Original Tuskegee airman Hickman dies at 88
SEATTLE — George Hickman, one of the original Tuskegee airmen and a longtime usher at University of Washington and Seattle Seahawks games, has died at age 88.
His wife, Doris, confirmed Monday that he died early Sunday morning in Seattle.
Hickman was one of the country’s first black military pilots and ground crew members who fought in World War II.
In 2007, he and other Tuskegee airmen traveled to Washington, D.C., to receive the Congressional Gold Medal, the nation’s highest civilian honor. In 2009, he attended President Barack Obama’s inauguration as a special guest.
Hickman was a fixture at Seattle sporting events. He personalized the often anonymous job of ushering fans to their seats, and most regulars to UW basketball and football games knew him by first name. He was perhaps the best known person at Husky Stadium.
“Things will be a little different right before we go out on the court not being able to shake the hand of George Hickman,” UW basketball coach Lorenzo Romar tweeted Monday.
UW football coach Steve Sarkisian also tweeted: “He represented the UW and the Tuskegee Airmen with class. I will always appreciate how he treated my family.”
“He was just a wonderful man,” Doris Hickman said Monday of her husband.
The grandson of slaves, Hickman nurtured an interest in aviation as a curious boy gazing up at the sky above St. Louis.
That passion evolved from buying cheap model airplanes to joining the segregated pilot training program in Tuskegee, Ala., and later to a nearly three-decade-long career at Boeing in Seattle.
He served in the Army Air Corps from 1943-45, which trained African Americans to fly and maintain combat aircraft, and was part of the graduating class of 1944, according to an Army profile.

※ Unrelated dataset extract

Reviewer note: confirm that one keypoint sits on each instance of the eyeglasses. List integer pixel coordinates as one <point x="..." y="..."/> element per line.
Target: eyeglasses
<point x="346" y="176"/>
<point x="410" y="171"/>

He graduated from the airman program as a crewman and served in Europe as a flight mechanic during WWII.
“There was nothing better in the world. In that biplane, the guy wires between the wings were like musical instruments,” he told the News Tribune of Tacoma in a 2011 interview.
But he also recalled in a 2009 Associated Press interview the humiliation of being pushed off sidewalks in the South and spit at while in uniform.
As a cadet captain, he was effectively blocked from flying when he called out white superior officers for the mistreatment of a fellow black cadet. “I felt like I had really been mistreated,” he told the AP.
In 1955, he met and married his wife in Amarillo, Texas, while volunteering with her mother at a local library, according to an Army profile.
Doris Hickman was drawn to her husband’s character when they first met.
He moved to Seattle in 1955 to work for Boeing and ultimately was in charge of accounting Boeing training equipment. He retired in 1984.